Huge number of threads => out of memory?



  • Hello

    I have to decode huge text data (about 150GB) composed of "messages" (about 5kB) and of course, I use multithreading to help to reduce the decoding time like for all my heavy tasks.

    The program is really simple, there is no interface, only data to proceed. Unfortunately, I have a problem. The main loop reads the data and sends it to threads via MyFutureWatcher::setFuture(QtConcurrent::run(this, &decodeMessage, messageString). I expected the setFuture call to be blocked after a certain number of calls waiting for some threads to be completed. This is not the case and of course as the file reading is faster than the message decoding on a i5 4 cores PC (there is no problem on a R7 6C/12T PC), there is a stack overflow somewhere after 5 minutes, strangely not trapped in debug mode.

    My first attempt to fix the problem was to add a MyFutureWatcher::waitForFinished() each 1000 messages read. Unexpectedly the problem is only reduced but not solved!?!? The only dirty way to solve it is to add a Sleep(400) :-/ to speed down the main loop. I tried in Qt5.4, Qt5.7 and Qt5.8 mingw and Qt5.7 and Qt5.8 VS2013 with the same behavior.

    My questions now:

    • Has somebody had the problem and solved it?
    • Is there something to check stacks size in the watcher to wait when stacks are full or more than a limit? At least is there a method to know the number pending threads in the watcher. I didn't see anything in the doc... :-(
    • Why MyFutureWatcher::waitForFinished() does not work as I expected? It seems to be OK in all my other programs.

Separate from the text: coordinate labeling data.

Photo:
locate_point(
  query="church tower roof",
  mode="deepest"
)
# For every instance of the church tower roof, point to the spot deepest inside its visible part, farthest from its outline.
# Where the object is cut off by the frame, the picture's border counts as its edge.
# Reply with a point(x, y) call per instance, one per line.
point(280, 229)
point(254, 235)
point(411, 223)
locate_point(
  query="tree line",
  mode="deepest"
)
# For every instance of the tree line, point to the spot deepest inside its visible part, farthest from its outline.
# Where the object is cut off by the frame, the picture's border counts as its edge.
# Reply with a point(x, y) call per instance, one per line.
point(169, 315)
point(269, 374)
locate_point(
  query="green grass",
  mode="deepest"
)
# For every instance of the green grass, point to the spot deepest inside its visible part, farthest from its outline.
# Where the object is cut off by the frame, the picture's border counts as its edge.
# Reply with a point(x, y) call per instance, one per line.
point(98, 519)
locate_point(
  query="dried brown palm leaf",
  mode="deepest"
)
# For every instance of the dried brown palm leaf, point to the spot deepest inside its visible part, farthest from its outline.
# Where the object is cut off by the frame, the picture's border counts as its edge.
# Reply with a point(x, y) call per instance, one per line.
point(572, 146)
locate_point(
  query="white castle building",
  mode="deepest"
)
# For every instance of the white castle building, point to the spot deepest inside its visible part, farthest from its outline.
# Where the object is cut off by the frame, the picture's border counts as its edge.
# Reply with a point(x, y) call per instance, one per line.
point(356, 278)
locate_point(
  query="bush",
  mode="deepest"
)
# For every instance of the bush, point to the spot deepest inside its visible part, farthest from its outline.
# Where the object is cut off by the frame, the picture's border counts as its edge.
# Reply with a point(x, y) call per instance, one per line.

    Thanx for your anwers!



  • There is something fishy going on here. can you post the code for MyFutureWatcher and decodeMessage


  • Moderators

    @Nmut
    why do you create a new thread for each message?! This is a you encountered just overkill.
    Isn't it enough to simply have one thread and just send the message (one-by-one) via a queued signal to the thread?
    The thread then can use QQueue to queue each message and processes them.



  • @VRonin
    I will not post my code :-P.
    Here is a small code that shows the problem.

    #include "widget.h"
    
    #include <QFutureWatcher>
    #include <QtConcurrent>
    
    Widget::Widget(QWidget *parent) :
        QWidget(parent)
    {
        setupUi(this);
    }
    
    void Widget::on__pbRun_clicked()
    {
        QFutureWatcher<void> watcher;
    
        for (int i = 1; i < INT_MAX; ++i)       // from 1 to avoid watcher to wait at first loop!
        {
            QByteArray message;     // new instance to avoid Qt lazy copy optimizations! :-D
            message.fill('x', 4096);
            watcher.setFuture(QtConcurrent::run(this, Widget::decodeMessage, message));
    
            if (i % 100000 == 0)
                watcher.waitForFinished();
        }
    
        watcher.waitForFinished();
    }
    
    void Widget::decodeMessage(const QByteArray & message)
    {
        Q_UNUSED(message)
    
        // do some really heavy and long stuff!!! :-P
        while(true);
    }
    

    In this example, the waitForFinish in the main loop works, but you have the problem of overflow if you comment this waitForFinish...

    @raven-worx
    I'm doing this way as it is very simple (2 lines of codes for thread management). As the decoding task is heavy, the thread management overhead is not noticeable.
    Anyway, your solution will not solve the stack oversize problem as the queue will crow forever.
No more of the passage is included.